Heineken tightens belt to keep costs down

Teo: ‘We need to weigh it out first to see if the market can accept a price increase.’

PETALING JAYA: Heineken Malaysia Bhd says it has opted to tighten its belt amid the challenging market condition via various cost management measures and will not increcase prices of products any time soon.

Its finance director Teo Hong Keng said any price increase will only be carried out on the basis of commercial consideration, which among others include commodity price hikes on the backdrop of global uncertainties.

“We need to weigh it out first to see if the market can accept a price increase. However, in a soft market such as this, we have resorted to tightening our belts to keep costs down,” said Teo at the sidelines of Heineken’s financial results announcement for the quarter ended Dec 31, 2016.

Heineken last increased price of products in July, 2016 after the implementation of Anti Profiteering Act.

Teo said because the company was part of Heineken N V, it benefitted them as the group purchased raw materials under the global procurement.

Hence it wasn’t too worried about the rising raw material prices.

Despite the subdued economic landscape, Heineken posted a good set of results for its financial quarter ended Dec 31, 2016.

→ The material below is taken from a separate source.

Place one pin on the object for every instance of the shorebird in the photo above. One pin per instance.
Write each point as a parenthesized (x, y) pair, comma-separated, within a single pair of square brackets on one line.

Its net profit was up 15.2% at RM104.68mil from RM90.84mil, a year ago, on improved cost efficiency in commercial spend, benefits from Project Breakout - an integrated system that optimised efficiencies in the entire value chain from brewery to trade as well as savings from global procurement initiatives.

The market leader declared a final dividend of 60 sen, which will be paid out in May.

Meanwhile, managing director Hans Essaadi said Heineken’s effective sales execution and robust growth in the off-trade segment and continued volume growth for Heineken and Guinness premium brands were drivers for better revenue growth.

“We are in a dialogue session with the ministry with regards to the Anti Profiteering Act, as constant freeze in price hikes does have an impact.

“We will see if it works to raise prices only if input costs go up,” he noted.

In the meantime, Essadi expects the year to be challenging due to global and domestic economic uncertainties, cautious consumer spending, increase in regulatory requirements and rising demand for contraband products.

“We will nevertheless continue to leverage on integrated global supply chain, strengthening our iconic portfolio and investing in developing our people,” he concluded.